The full dataset was applied for training models for the ML tasks of classifying samples as TD, ASD PRE, or one of the three ASD PEAK outcome categories (i.e., improved behavior, partially improved behavior, or worsening behavior). The ASD dataset was applied for training models for the ML tasks of classifying samples as ASD PRE or as one of the three ASD PEAK outcome categories. The ASD PRE and ASD PEAK merged dataset was applied for training models for the ML tasks of classifying atypical samples in one of the three ASD PEAK outcome categories. ASD PRE/ASD PEAK dataset was applied for training models for the ML tasks of classifying ASD samples according to the active cannabinoids present in the treatment and their dosage, based on the treatment composition information. The predicted active cannabinoids included THC ranging from 0 to 50 mg per treatment, CBD ranging from 0 to 200 mg per treatment and CBG ranging from 0 to 50 mg per treatment. The ASD PRE and ASD PEAK dataset was also applied for training models for the same ML task.

ML output analysis

The baseline algorithm used for the various prediction tasks described above was the Gradient Boosting42 implementation from Scikit-learn package. This algorithm provides, after training a model for a prediction task, a score for the usefulness of each feature of the training dataset for the prediction tasks.

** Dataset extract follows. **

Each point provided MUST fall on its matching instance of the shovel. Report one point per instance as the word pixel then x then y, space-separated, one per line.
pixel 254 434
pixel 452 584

The limited number of samples (ASD or TD control) in the datasets combined with the much larger number of features (molecules) was not optimal for training, and then run validation and testing of the prediction models. Therefore, the relevance of the models trained on each task for future prediction is limited, as the models trained most likely overfit the dataset (F1-score equal to 1 for all models trained). A future study to generate a larger dataset with many more samples will be necessary to address this limitation and develop models with the purpose of classifying samples with robust accuracy levels. However, the models trained on the present dataset can provide insights on the high dimensional data, and identify specific metabolites (out of the 645) significant for prediction and information regarding the pathways involved. Therefore, we focused on the most significant metabolites identified for each of the prediction scenarios described above.

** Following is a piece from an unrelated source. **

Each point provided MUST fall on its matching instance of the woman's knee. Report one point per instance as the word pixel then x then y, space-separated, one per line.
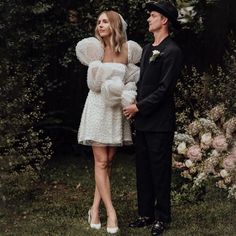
pixel 102 164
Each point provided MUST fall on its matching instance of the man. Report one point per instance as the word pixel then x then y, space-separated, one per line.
pixel 154 115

Importance ranking (Gini importance) is computed as the normalized total reduction of the criterion brought by that feature. This feature importance ranking represents the contribution of each feature to improving the predictive ability of the model through building the model’s boosted decision tree. Though it reflects the importance of features in the final model, it is impossible to evaluate the relationship between the feature and the model predictions. Feature importance has been previously used successfully in the medical research context when using Gradient Boosting-based machine learning predictors. Previously reported applications include intensive care unit patient outcome prediction, where feature importance enabled the presentation of the top ranked features to clinicians to compare relevance of different models in and further characterize the performance of the prediction models43, as well as acute coronary syndrome risk prediction, to perform feature selection for machine learning model training through an iterative process to select the optimal set of features44.

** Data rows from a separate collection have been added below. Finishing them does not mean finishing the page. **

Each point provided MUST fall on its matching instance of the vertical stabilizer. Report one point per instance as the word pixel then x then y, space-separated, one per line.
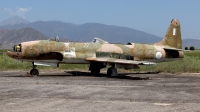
pixel 173 36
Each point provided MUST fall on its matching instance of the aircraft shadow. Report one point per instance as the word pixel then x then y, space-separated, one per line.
pixel 87 74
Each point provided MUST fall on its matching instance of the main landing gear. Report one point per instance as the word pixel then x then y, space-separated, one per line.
pixel 112 71
pixel 34 71
pixel 95 69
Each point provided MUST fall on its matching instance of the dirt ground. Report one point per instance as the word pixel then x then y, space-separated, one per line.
pixel 69 91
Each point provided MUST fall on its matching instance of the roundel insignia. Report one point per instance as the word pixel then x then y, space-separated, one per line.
pixel 158 55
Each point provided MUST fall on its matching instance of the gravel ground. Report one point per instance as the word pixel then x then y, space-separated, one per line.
pixel 68 91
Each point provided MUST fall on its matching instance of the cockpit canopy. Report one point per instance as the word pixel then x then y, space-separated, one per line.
pixel 55 38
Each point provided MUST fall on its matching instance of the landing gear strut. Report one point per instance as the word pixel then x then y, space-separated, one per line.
pixel 34 71
pixel 95 67
pixel 112 71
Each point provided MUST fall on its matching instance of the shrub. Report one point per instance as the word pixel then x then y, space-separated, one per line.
pixel 186 48
pixel 192 48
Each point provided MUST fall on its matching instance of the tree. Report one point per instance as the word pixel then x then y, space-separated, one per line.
pixel 186 48
pixel 192 48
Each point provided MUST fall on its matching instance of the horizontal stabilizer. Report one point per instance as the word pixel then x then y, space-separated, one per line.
pixel 46 64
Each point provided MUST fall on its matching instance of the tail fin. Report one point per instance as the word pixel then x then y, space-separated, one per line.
pixel 173 36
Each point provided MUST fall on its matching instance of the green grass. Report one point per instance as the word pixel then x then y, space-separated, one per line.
pixel 190 63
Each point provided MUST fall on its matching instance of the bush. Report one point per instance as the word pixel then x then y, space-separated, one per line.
pixel 192 48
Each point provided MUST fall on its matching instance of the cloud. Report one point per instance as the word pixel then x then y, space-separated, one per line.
pixel 18 11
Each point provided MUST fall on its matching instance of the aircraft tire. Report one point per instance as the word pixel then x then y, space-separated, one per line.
pixel 95 71
pixel 109 71
pixel 34 72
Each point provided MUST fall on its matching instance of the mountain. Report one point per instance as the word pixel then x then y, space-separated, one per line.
pixel 86 32
pixel 8 38
pixel 14 20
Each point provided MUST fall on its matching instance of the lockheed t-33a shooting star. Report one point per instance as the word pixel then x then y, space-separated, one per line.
pixel 100 54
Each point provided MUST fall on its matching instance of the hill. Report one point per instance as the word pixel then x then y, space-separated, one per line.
pixel 86 32
pixel 14 20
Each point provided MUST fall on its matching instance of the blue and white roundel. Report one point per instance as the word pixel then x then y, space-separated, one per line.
pixel 158 55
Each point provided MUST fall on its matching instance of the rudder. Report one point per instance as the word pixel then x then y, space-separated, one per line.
pixel 172 36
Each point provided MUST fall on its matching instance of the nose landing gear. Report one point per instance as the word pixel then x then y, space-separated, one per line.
pixel 34 71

In this study, features corresponding to the 645 distinct metabolites (identified by CE–TOF–MS and RRLC–TOF–MS in saliva) were evaluated for all samples. Out of these features, the top 50 ranking features in importance for each prediction task (top 7.7% of all available features) were considered for identifying compounds of interest.

Ethics declarations

This study was approved by the Ethical and Independent Review Services (E&I; Lees Summit, MO), the methods were carried out in accordance with the relevant guidelines and regulations of human subjects research. Informed consent was obtained from parents/guardians of all participating children, and assent was obtained from typically-developing children.